Altrettanto acrobatica (punto 56) è la dichiarazione sul problema (sempre più grave) delle notizie false e sulla libertà d’espressione: «Esprimiamo – si legge – seria preoccupazione per la diffusione esponenziale e la proliferazione di disinformazione, cattiva informazione, inclusa la propagazione di false narrazioni e fake news, nonché di discorsi d’odio, in particolare sulle piattaforme digitali, che alimentano la radicalizzazione e i conflitti. Mentre riaffermiamo l’impegno per la sovranità degli Stati, sottolineiamo l’importanza dell’integrità delle informazioni e di garantire il libero flusso e l’accesso pubblico a informazioni accurate basate sui fatti, inclusa la libertà di opinione ed espressione». Vale la pena di ricordare che la più grande fabbrica mondiale di trolls (software di hackeraggio) ha sede a Mosca e che né in Russia né in Cina – paesi fondatori dei Brics – esiste libertà d’espressione.

Nel documento, si accenna anche alla questione – molto complicata (anche se non campata in aria) – della riforma dell’architettura finanziaria internazionale e della de-dollarizzazione del sistema.
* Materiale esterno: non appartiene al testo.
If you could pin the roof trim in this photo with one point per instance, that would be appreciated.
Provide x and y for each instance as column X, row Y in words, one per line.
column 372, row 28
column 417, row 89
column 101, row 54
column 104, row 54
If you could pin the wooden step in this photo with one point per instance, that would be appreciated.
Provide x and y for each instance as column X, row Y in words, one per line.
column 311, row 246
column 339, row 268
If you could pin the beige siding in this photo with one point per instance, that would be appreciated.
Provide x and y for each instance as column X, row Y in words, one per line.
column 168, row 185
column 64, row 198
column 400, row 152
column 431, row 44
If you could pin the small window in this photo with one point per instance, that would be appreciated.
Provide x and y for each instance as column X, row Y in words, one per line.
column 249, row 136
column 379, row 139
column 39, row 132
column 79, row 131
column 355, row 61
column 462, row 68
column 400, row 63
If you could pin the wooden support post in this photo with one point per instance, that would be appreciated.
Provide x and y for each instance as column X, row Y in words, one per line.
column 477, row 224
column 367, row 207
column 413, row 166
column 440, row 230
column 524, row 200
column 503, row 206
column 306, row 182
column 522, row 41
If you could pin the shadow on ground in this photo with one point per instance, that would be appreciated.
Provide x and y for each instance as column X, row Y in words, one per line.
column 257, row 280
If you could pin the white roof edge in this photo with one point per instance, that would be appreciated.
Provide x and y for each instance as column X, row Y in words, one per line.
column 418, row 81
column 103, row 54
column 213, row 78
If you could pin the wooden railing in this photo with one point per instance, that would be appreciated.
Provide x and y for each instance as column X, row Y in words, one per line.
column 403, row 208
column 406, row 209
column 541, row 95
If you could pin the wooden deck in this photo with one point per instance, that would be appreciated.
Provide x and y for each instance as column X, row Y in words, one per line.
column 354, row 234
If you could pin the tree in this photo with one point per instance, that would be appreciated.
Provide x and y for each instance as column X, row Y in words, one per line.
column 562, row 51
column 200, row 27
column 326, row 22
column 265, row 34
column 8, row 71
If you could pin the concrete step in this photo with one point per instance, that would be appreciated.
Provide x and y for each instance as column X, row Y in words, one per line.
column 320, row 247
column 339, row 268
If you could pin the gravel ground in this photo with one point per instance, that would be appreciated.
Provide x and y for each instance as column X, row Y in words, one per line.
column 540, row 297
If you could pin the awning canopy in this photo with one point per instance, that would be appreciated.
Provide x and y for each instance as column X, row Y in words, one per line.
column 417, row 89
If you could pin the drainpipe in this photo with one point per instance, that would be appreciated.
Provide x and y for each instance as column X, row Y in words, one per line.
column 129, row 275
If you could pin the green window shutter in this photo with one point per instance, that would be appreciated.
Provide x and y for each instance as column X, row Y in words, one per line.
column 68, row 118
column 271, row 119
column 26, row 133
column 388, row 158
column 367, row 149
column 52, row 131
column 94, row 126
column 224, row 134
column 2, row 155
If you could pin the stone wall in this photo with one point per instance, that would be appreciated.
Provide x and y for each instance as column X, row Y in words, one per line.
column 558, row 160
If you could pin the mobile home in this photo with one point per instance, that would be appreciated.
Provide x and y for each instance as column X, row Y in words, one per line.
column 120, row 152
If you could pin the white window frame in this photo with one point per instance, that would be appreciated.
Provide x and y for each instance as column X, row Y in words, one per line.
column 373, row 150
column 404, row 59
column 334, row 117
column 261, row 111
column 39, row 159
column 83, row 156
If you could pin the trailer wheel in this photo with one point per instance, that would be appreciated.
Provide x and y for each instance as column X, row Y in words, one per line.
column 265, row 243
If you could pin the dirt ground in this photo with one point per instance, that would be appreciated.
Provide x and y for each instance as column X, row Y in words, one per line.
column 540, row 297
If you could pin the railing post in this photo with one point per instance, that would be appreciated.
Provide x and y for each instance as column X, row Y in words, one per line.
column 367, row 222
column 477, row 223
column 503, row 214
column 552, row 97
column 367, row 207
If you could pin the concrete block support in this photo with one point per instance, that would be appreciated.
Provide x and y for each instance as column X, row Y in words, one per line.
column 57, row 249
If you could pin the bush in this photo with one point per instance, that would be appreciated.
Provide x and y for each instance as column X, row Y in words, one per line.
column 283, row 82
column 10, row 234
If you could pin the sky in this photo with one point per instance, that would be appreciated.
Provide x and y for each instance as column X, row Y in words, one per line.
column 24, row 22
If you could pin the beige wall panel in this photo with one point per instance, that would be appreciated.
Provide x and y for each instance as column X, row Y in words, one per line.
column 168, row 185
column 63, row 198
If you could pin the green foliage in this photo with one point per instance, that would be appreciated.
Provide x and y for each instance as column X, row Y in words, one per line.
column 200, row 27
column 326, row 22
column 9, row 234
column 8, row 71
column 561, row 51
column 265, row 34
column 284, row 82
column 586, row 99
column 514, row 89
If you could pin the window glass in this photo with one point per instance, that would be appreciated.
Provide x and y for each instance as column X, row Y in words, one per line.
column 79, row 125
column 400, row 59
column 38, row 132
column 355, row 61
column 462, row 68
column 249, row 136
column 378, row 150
Dal primo gennaio 2024 si sono uniti ai Brics altri cinque paesi – Egitto, Etiopia, Iran, Arabia Saudita ed Emirati arabi uniti -, nessuno di loro guidato da un governo democratico. A Kazan, altri tredici si sono uniti in qualità di «partner»: Algeria, Bielorussia, Bolivia, Cuba, Indonesia, Kazakistan, Malaysia, Nigeria, Thailandia, Uganda, Uzbekistan, Vietnam e la Turchia (forse il paese più «pesante», vista la sua appartenenza alla Nato). La commistione di paesi dittatoriali (Russia e Cina, in primis) con altri a conduzione democratica (il Brasile, ad esempio) pare costituire un vulnus per l’organizzazione che si vorrebbe porre come alternativa al cosiddetto Nord del mondo.
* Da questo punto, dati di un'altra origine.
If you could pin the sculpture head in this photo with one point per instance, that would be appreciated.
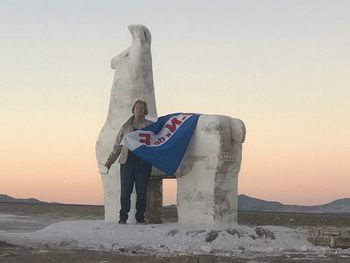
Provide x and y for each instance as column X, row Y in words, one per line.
column 140, row 48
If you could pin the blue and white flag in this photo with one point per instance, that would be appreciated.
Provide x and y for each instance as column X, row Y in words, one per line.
column 163, row 143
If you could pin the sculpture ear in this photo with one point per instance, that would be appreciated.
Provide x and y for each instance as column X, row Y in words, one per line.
column 140, row 33
column 147, row 34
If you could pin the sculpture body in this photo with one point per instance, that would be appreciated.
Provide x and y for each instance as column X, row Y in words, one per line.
column 207, row 176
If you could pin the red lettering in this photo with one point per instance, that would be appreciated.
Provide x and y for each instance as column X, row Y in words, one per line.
column 174, row 123
column 145, row 138
column 161, row 139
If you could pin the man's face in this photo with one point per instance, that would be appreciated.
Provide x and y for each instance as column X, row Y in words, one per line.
column 139, row 110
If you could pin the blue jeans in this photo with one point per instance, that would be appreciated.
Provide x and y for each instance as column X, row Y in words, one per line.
column 135, row 172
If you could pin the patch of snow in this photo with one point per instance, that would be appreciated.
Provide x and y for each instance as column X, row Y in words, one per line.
column 162, row 238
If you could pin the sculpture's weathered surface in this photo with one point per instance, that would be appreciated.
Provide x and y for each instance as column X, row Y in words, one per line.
column 133, row 80
column 207, row 176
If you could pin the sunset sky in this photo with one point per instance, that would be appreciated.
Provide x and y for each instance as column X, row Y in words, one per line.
column 283, row 67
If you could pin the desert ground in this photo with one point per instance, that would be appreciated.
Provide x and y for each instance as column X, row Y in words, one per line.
column 29, row 218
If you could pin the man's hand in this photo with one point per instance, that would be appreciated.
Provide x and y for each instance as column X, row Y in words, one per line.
column 108, row 164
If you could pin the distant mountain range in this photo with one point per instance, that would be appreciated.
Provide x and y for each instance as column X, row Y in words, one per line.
column 9, row 199
column 246, row 203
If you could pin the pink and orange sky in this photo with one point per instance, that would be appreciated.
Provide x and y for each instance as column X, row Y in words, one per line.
column 280, row 66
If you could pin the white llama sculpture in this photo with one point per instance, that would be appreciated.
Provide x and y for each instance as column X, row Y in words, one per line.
column 207, row 176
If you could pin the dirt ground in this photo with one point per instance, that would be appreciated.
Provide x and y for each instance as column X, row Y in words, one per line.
column 28, row 217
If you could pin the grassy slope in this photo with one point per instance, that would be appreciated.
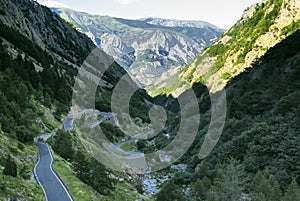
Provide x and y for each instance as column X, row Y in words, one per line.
column 238, row 48
column 20, row 187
A Kazan, il segretario generale dell’Onu, Antonio Guterres, ha incontrato Vladimir Putin, suscitando molte polemiche. (foto Faces of the World)

Da notare, infine, che l’evento più chiacchierato della XVI riunione dei Brics è avvenuto a latere del convegno: l’incontro tra il padrone di casa Vladimir Putin e il segretario generale dell’Onu Antonio Guterres, un evento molto discusso visto che l’autocrate russo è un criminale di guerra che ha scatenato il conflitto in Ucraina. Vedremo se questo incontro porterà dei frutti, ma pare altamente improbabile.